How Design Helps Innovators Make, Keep, and Share Their Promise
A Brand is a promise made, a Product is a promise kept, and Marketing is a promise conveyed.
At Giant Shoulders, we believe that a brand is a promise made, a product is a promise kept, and marketing is a promise conveyed. Each component is distinct, yet we experience them together. Because they each shape a customer’s experience with a company, we approach all three as one single design practice. Here are some examples to quickly illustrate our point:
Are you more likely or less likely to fly United after you saw or heard about a passenger violently removed from their aircraft?
How many of your ‘iPhone’ friends made the jump to Samsung when they launch their new flagship phone?
If you are a parent with kids who can drive, which car brand to you most associate with safety? Does Volvo come to mind?
What Molds Our Experience With Brands?
Brand recognition takes time to build, it takes a lot of careful planning, management and execution to disseminate the right messages to the right people at the right time. Trust is earned over time. However, the Internet and social media has short circuited that process. We can hop onto Amazon to read customer reviews and test if marketing messages live up to their promises. We contact brands on social media expecting them to dialogue personally with with us. We google brands to find articles or social media posts that mold our impressions.
When there are so many channels to communicate with your consumers, ways to earn their trust, and build relationships, we must understand what they are looking for. Borrowing the words of leadership speaker and author Simon Sinek, “People don't buy what you do, they buy why you do it.” At Giant Shoulders, we understand brand, product, and marketing as facets of the same promise. The promise is the driving reason for your existence and why you do what you do.
Simply having a promise is not enough. Companies that have compelling and desirable promise are able to transcend their products and even categories. This is the leading reason of why consumers come back to you and share their experiences with their social network. We buy Apple because the brand reflect something about us. We wear Nike because we believe it brings us closer to an athlete. We book stays with AirBnB because we want to feel like a local.
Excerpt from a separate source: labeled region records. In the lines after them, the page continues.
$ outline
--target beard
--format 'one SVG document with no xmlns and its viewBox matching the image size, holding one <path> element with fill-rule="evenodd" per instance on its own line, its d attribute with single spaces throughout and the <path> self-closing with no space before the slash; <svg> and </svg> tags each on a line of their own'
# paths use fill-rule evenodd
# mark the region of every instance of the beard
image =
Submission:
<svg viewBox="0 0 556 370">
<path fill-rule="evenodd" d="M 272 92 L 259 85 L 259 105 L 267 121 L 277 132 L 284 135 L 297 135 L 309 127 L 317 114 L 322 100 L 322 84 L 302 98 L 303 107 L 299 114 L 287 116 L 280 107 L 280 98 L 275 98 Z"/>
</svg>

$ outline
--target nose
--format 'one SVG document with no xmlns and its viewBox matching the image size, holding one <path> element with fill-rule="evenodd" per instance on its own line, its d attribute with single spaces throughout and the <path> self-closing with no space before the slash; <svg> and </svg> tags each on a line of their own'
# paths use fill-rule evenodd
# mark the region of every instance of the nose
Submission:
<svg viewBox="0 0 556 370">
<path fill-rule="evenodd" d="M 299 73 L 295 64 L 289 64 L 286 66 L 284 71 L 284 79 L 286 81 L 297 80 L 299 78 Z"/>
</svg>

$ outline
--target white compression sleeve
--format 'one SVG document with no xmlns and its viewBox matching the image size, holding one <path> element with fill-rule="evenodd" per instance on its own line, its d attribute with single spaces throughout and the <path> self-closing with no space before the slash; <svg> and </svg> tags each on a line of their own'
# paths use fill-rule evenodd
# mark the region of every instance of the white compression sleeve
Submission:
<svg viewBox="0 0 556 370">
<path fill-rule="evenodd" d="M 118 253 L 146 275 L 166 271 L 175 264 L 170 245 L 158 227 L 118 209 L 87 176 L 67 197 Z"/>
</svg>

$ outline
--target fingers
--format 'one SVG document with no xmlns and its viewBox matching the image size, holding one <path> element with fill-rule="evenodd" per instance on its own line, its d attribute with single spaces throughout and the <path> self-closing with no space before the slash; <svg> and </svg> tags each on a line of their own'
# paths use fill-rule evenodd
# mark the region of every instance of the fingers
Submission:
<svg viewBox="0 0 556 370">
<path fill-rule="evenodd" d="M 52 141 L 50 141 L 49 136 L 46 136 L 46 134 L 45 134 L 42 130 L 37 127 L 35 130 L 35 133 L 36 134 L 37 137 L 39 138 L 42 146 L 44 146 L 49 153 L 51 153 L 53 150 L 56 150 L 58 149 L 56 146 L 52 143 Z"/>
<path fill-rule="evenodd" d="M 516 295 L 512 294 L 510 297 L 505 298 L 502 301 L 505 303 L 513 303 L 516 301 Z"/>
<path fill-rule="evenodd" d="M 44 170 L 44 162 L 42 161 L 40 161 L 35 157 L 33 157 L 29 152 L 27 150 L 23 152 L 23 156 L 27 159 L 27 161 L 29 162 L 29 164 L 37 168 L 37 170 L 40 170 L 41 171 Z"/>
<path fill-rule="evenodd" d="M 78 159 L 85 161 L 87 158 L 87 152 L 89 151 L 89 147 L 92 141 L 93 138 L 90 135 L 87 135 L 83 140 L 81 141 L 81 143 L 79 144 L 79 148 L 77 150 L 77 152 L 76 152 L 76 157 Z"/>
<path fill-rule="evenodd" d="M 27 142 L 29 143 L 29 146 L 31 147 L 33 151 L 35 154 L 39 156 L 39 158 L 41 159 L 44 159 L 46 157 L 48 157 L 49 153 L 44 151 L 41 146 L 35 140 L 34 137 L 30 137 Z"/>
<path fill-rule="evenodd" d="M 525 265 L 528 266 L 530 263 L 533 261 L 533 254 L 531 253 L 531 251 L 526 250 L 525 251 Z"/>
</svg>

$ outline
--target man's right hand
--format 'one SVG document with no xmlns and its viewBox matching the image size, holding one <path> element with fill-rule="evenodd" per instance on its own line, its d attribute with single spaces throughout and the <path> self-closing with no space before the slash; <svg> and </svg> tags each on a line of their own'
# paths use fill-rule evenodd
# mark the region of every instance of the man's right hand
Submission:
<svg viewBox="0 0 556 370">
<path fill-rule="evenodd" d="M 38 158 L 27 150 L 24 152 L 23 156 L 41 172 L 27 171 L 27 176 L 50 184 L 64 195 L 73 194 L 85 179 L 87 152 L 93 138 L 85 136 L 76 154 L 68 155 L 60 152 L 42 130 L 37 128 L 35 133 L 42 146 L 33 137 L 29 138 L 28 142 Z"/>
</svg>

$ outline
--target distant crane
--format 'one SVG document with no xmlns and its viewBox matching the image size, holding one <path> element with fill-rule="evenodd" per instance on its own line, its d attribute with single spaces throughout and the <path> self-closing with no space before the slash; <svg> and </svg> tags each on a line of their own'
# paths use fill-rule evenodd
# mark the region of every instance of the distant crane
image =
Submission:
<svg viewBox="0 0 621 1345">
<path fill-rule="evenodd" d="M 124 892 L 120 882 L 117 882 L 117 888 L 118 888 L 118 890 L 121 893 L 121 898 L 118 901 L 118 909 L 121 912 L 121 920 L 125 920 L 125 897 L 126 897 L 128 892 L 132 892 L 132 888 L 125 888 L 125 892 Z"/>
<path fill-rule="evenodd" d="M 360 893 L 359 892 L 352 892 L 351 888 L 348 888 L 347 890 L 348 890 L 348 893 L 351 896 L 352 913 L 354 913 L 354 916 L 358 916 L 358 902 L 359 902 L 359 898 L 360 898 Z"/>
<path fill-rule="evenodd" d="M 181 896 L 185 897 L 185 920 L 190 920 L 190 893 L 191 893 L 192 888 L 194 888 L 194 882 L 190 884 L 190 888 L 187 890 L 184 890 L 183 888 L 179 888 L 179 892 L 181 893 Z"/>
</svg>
Building Successful Experiences in the Digital World
The promise is especially important in the digital world, because the distance between brand, product, and marketing has shrunk so much that it is practically seamless. For example, you see an ad for a new app that catches your attention on your Facebook feed, you click on the ad that brings you to the app store, you glance the app description and browse the screenshots, and you download it to try it out. What you’ll have done is experience a company’s marketing, product, and brand, all in about a minute. As a consumer, you’ll be, consciously or subconsciously, measuring if the product lives up to the marketing message and the brand promise. Most of us are likely to form an opinion in that time, which will determine if we continue interacting with the company/product.
In today’s world ideas can be easily launched, tested, and scaled. Designing something beautiful or even useful is no longer enough—to succeed, we must build a relationship with the person who wants to experience our promise. That relationship starts with understanding your promise, and design empowers the fusion of your brand and product and marketing into a cohesive, concrete experience—a promise fulfilled.